Leaders of some key members of the North Atlantic Treaty Organization (NATO) on Tuesday continued to squabble over the alliance on the eve of its 70th birthday summit in London.
Differences in opinions and criticisms set the scene for Wednesday’s main session when leaders from 29 European and North American countries sit down together to debate NATO’s future plans.
France and the United States took the lead in verbal attacks surrounding the event amid London’s chilly air and a seeming absence of entente cordiale.
U.S. President Donald Trump publicly took issue with French President Emmanuel Macron for describing NATO as “brain dead.”
Macron said he stood by his original remarks, though he acknowledged Trump’s criticism that some NATO allies had not borne their fair shares of the financial cost of operating the pan-Atlantic defense alliance.
“President Macron said NATO was brain dead. I think that’s very insulting. I was very surprised,” Trump told a gathering of international journalists.
“It’s a tough statement, but when you make a statement like that, that was a very very nasty statement to make to 28 countries.

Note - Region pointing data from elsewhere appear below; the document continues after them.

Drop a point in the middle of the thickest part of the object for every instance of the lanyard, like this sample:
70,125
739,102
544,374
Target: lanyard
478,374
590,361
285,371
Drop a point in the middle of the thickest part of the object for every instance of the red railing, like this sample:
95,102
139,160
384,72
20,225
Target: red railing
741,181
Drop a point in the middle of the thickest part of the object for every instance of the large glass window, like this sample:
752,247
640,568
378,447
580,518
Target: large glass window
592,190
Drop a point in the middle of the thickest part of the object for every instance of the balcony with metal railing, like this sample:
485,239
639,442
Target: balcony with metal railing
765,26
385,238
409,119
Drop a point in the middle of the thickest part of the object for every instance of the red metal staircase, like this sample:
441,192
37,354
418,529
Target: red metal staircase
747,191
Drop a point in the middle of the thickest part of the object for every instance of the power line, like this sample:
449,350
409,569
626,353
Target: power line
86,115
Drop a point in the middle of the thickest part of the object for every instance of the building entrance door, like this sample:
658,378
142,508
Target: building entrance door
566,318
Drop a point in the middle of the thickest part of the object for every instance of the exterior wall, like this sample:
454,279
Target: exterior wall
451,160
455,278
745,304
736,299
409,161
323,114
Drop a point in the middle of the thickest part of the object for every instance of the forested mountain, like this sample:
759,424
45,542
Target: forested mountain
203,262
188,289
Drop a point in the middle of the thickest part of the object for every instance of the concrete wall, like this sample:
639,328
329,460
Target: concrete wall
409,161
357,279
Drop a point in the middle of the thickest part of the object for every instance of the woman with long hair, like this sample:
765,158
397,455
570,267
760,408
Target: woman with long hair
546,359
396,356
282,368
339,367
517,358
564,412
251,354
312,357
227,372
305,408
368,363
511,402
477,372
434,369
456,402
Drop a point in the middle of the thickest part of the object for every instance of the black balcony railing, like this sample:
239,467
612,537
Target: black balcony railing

You just can’t go around making statements like that about NATO. It’s very disrespectful,” he added.
The Daily Telegraph, a national newspaper based in London, said Trump and Macron had been throwing barbs around all week.
The Times said Trump also turned his scorn on other European partners, chiding Britain and Germany for not retrieving foreign fighters from Syria.
Trump’s criticism also targeted France’s neighbor Germany. “The United States is paying 4.3 percent of a much larger GDP. Germany is paying 1.3 percent of a much smaller GDP and that’s not fair,” he said.
NATO “still has many delinquents who have not paid up in full,” in reference to member states not chipping in the recommended “membership fee,” which Trump said should be raised to 4 percent.
The Times said said that Britain, as the host, had hoped the NATO meeting this week would take place without internal divisions in the alliance erupting into the open.
New challenges were being faced and there was a need to adapt, Britain’s Defense Secretary Ben Wallace said in a keynote speech on Tuesday.
“NATO is now looking at the ways in which new and emerging technologies will continue to change the threat landscape, from hypersonic missiles, reducing our decision-making time in the face of an attack, to quantum computing, potentially rendering current encryption obsolete,” Wallace said.
“Maintaining our technological edge is the only way we can avoid obsolescence and deliver on our most important pledge — keeping our people safe,” he added.
Secretary General Jens Stoltenberg dismissed Tuesday the suggestion that NATO is suffering terminal decline. “NATO is active, NATO is agile, NATO is adapting,” Stoltenberg said. “We have just implemented the largest reinforcement of collective defense since the Cold War.”
The NATO family will move to Watford, north of London, on Wednesday to hold a summit meeting where a ring of steel and high security will be in place to guard the attendees, in the wake of a deadly terror attack near London Bridge last week.
“Most accept that this event will be far from the joyful 70th birthday party it was initially envisaged as,” the Times said in a commentary.